Anything as long as you run it on proper hardware

Don't blame muscl for X's shortcomings.

This if you're ok running software from 3 years ago. I unfortunately had to update and now my debian testing has a warning on startup. I just close my eyes and pretend everything is still stable.

>everything is so old
Debian is as new as you want it to be with a simple word change in a config file. You should already know this.
>hardware support on Debian is shitty
The drivers come from kernel so I think all the distros have pretty equal support, but you have to use the nonfree ISO for some devices to get the full list.
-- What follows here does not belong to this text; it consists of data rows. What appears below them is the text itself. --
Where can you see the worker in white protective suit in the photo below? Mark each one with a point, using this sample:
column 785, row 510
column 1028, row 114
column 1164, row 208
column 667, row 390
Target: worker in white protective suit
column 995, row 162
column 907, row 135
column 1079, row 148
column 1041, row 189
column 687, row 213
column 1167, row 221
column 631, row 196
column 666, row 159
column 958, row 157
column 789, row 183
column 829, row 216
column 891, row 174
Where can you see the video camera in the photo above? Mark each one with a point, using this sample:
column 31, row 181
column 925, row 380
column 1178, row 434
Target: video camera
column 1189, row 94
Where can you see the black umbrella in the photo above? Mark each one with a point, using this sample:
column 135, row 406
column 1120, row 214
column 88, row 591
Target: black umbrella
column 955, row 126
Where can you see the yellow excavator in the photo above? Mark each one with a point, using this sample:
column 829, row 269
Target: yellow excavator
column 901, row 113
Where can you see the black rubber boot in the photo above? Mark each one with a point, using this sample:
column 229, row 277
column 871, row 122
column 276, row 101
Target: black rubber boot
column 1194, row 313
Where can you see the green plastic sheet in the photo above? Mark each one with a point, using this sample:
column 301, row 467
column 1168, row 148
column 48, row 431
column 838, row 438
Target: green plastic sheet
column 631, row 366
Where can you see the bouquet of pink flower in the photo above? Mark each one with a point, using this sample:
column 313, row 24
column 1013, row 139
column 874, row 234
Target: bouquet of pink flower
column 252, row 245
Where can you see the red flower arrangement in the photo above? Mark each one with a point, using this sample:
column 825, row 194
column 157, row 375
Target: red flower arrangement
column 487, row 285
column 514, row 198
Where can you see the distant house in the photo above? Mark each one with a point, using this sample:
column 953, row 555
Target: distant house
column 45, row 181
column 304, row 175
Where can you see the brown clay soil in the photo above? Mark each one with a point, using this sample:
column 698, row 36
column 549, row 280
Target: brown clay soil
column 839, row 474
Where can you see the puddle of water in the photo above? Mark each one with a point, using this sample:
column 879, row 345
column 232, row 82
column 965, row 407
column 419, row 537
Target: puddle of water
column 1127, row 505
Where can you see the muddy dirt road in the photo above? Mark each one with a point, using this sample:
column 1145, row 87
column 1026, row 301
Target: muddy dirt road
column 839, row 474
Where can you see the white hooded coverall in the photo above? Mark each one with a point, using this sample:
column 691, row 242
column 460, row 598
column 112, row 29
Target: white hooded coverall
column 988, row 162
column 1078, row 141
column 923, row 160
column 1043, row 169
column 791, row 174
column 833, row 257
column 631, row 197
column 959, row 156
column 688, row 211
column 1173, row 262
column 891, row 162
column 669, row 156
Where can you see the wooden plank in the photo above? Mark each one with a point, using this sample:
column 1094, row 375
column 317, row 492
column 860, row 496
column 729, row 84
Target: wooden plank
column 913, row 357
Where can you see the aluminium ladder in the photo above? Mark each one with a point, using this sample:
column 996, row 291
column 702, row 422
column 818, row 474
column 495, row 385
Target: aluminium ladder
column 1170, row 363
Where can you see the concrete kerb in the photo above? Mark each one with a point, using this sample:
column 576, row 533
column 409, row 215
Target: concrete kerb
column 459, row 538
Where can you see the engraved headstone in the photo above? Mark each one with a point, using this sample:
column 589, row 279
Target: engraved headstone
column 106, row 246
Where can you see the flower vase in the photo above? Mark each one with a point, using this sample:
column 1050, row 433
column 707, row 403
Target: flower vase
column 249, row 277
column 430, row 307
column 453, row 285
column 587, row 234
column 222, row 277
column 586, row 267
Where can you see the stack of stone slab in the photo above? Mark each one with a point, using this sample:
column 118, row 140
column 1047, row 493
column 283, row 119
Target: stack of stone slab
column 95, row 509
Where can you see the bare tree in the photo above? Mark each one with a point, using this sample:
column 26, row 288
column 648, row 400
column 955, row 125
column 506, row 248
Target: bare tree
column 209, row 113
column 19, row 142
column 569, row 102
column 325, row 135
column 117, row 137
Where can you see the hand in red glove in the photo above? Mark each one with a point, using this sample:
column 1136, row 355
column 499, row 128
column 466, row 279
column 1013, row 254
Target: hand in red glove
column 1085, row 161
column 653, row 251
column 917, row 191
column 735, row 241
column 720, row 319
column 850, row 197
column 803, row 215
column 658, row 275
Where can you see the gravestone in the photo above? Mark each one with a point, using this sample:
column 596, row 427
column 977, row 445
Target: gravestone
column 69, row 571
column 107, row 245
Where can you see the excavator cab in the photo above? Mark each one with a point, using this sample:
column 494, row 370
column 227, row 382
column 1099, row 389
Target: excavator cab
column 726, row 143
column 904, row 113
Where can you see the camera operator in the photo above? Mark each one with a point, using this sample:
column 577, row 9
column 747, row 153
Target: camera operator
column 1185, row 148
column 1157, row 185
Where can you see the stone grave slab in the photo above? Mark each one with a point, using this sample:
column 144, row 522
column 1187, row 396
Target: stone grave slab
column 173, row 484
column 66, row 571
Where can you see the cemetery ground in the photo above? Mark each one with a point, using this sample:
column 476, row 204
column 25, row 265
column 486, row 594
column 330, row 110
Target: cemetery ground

Some are disabled because they are nonfree.

Also
>I've installed Debian from minimal
>the out of box hardware support on Debian is shitty
>minimal
>out of box
>minimal
Just use the nonfree ISO if you don't want to tinker with stuff. If you do, why would you even complain? Not the one you are replying btw.

None of them they will all break in one way or another use a real OS like macosx or windows.

Arch, just updated 207 packages on a shitty old htpc I keep around for no reason, it didn't even stutter.